Columba Bush, the Political Asset Who'd Rather Not Be
The central task of Jeb Bush’s campaign, aside from trumping Donald Trump, is proving to the American public that he’s not just a last name, a son, a scion. Thus far, his main weapon in this essential project is his wife.
Forty-four years ago, as a 17-year-old enrolled in a class called Man and Society at his ritzy New England prep school, Bush spent three months in a poor village outside León, Mexico, helping to build a schoolhouse. The intended lesson was about poverty and power, but he took something else away instead. In the zócalo in Léon, Jeb met a 16-year-old high school girl named Columba Garnica de Gallo. She was the daughter of a farmer, he the child of an oil millionaire. He saw stars: “lightning,” he has said. “Literally love at first sight.” On the campaign trail, he offers a line that’s sure to be a swooner: “My life can be defined in one real, powerful way, which is B.C. and A.C.: Before Columba and After Columba.” She was, he says, “my first date and my only love.” But before Jeb could marry Columba, he had to prove to her much the same thing as he now does to the American people: that he’s more than just his rich and powerful family.
Columba’s outsize importance to her husband’s political myth is illustrated by a visit to his campaign website. The first thing you read, beneath the e-mail sign-up field, is that his “life changed forever” when he saw a girl. “Meet Jeb,” it says, then defines the presidential candidate by the moment he saw met Columba. His last name is nowhere in sight.

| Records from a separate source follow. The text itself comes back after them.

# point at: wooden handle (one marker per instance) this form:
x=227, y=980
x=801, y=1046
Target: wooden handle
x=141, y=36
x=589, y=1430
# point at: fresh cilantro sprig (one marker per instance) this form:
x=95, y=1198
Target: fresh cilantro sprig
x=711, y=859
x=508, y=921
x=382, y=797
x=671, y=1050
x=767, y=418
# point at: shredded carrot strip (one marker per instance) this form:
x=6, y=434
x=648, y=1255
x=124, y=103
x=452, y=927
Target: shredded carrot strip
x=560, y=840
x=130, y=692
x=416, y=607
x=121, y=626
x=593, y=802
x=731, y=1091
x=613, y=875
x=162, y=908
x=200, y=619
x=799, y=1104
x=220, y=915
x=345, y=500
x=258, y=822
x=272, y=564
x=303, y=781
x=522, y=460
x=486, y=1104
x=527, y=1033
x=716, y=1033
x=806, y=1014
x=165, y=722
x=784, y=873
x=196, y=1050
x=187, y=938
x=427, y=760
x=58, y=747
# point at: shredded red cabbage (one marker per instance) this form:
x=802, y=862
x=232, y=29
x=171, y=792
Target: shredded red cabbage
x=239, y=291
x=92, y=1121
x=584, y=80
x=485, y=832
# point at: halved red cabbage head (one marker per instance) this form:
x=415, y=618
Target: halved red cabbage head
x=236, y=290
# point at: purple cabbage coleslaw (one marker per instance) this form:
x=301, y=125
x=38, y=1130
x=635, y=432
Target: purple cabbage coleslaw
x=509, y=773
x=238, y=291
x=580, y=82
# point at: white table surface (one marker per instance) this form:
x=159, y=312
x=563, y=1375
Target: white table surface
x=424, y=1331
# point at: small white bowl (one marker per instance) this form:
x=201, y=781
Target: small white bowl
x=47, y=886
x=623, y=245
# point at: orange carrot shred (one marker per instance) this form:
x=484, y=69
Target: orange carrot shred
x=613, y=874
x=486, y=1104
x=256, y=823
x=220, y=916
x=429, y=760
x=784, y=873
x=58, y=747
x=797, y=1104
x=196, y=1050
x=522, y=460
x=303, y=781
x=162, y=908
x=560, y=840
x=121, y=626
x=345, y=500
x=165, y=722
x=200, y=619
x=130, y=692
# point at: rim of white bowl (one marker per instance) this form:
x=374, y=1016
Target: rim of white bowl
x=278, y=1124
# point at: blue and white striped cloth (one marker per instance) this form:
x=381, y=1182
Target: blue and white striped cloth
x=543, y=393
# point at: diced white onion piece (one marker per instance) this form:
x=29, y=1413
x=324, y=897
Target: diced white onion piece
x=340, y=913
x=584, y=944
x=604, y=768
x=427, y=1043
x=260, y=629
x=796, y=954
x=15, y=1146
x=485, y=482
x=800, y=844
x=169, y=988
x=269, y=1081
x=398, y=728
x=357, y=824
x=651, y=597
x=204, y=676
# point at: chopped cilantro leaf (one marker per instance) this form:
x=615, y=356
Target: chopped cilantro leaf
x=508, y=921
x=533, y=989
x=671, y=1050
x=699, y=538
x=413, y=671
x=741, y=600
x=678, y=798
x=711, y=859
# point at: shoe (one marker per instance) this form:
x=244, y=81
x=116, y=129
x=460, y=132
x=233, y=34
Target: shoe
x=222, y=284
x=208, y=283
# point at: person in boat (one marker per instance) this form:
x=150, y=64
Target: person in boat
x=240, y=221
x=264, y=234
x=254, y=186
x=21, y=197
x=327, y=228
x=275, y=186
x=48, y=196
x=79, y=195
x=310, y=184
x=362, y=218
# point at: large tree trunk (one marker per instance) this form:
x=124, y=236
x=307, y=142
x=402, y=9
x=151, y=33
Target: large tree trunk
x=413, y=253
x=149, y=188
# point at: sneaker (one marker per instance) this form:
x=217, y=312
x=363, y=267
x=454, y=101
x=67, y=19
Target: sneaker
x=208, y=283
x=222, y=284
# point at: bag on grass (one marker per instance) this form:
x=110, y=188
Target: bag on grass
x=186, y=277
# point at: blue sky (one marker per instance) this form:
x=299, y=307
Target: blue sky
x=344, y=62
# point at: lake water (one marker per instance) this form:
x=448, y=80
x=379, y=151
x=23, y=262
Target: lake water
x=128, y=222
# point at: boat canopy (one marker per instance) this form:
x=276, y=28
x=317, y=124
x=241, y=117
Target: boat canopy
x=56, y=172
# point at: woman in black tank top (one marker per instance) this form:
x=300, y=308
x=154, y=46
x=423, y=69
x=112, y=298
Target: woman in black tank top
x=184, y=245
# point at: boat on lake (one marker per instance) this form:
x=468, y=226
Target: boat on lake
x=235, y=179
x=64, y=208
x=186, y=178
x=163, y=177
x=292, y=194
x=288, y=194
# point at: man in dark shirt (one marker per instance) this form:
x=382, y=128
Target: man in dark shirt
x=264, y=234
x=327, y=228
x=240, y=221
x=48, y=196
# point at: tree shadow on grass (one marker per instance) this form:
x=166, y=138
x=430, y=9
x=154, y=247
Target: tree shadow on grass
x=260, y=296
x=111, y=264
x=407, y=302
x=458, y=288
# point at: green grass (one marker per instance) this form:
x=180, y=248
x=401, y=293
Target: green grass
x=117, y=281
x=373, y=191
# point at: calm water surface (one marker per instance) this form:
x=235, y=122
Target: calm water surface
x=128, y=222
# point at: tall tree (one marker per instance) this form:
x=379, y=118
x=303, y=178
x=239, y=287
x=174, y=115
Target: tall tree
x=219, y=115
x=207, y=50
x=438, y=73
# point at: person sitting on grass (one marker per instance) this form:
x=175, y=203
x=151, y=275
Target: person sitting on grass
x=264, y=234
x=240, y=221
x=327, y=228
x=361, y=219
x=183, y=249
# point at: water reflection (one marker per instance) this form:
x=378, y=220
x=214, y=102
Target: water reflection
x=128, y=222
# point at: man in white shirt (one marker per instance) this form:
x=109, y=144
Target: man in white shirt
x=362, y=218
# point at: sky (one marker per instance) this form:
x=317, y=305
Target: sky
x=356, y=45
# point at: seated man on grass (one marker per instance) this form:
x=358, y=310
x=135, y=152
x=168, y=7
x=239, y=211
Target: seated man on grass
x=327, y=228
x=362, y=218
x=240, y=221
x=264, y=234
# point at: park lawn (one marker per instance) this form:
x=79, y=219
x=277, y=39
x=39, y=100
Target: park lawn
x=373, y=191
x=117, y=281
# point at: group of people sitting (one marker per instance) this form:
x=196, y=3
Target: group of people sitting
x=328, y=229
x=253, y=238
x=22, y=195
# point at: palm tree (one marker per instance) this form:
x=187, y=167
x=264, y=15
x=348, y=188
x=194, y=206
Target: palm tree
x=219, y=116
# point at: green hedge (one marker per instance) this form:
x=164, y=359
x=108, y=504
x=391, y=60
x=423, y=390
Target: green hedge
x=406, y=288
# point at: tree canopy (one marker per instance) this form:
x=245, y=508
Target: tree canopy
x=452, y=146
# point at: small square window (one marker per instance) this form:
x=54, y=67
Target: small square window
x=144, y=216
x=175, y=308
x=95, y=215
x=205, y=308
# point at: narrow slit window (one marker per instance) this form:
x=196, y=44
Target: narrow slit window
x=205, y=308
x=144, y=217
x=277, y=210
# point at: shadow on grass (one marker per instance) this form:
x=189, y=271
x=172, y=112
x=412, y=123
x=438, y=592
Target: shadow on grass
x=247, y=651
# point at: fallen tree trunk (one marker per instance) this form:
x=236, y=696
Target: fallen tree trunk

But for all Jeb’s pride and differentiation, Columba has been another sort of force in Jeb’s political life, too, one that he’s had to accommodate as he’s pursued his very Bushian ambitions. Unlike Jeb’s mother, Barbara, who was an engine of George H.W.’s career—and sometimes his enforcer—Columba has had a more complicated role, outside of politics. She seems to validate Jeb as something more than a fancy blue-blooded Yankee—to add value to his public face—and at the same time she seems to pull him away from it.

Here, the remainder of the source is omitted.